Now he has turned his attention to one of the most crucial questions investors want answered before they follow analyst recommendations. “This is more important for investors,” says Spitzer. “This isn’t whether [analysts] are [misrepresenting companies] intentionally. This is simply, are they good or bad?”

He recently appeared on CNBC’s Halftime Report with TipRanks founder and CEO Uri Gruenbaum to discuss this very question of whether investors can trust Wall Street analyst recommendations:

Founded in 2012, TipRanks measures the performance of Wall Street analysts against objective criteria such as success rate and average return. According to Gruenbaum “We provide our users with the simple answer of whether that guy can be trusted or not”.

“There is a lot of bad advice making the rounds in top financial publications” Gruenbaum explained, “Let’s face it, not all analysts are created equal. By scanning leading financing websites for analyst recommendations, TipRanks is able to provide relevant information regarding the analyst’s performance history so that [investors] can make informed financial decisions.”
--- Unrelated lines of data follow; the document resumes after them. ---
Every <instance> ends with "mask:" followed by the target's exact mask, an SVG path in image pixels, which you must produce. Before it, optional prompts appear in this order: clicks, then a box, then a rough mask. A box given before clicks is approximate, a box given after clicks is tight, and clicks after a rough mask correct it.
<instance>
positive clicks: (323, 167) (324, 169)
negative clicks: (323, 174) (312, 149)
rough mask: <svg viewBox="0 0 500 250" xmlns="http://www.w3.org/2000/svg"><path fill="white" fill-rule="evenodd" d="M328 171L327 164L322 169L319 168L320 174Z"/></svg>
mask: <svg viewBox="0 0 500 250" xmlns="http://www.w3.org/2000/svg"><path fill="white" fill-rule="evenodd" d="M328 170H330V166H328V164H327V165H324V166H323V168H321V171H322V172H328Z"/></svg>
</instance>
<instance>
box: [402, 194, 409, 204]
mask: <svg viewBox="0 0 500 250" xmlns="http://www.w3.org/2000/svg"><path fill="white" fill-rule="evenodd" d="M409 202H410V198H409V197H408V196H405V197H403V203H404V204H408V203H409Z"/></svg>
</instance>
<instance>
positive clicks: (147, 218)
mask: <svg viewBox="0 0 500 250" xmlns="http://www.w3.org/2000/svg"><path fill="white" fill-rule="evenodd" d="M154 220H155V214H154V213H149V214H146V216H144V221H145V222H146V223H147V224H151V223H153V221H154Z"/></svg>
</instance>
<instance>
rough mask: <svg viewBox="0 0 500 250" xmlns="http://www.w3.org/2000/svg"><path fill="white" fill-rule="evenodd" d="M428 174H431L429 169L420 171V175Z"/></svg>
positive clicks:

Take, for example, Goldman Sachs tech analyst Heath Terry who is ranked #180 out of 4,513 analysts, with a success rate of 60% and an average return of 16.3% per recommendation (on the basis that each rating is measured over a 1 year period and no benchmark).

TipRanks now uses its natural-language-processing algorithms to track three other types of financial experts, namely corporate insiders, financial bloggers, and leading hedge-fund managers.

Investors can use these statistics to immediately discover the best financial experts who consistently outperform the market. In the words of Spitzer “this is information transparency the way nobody else provides it.”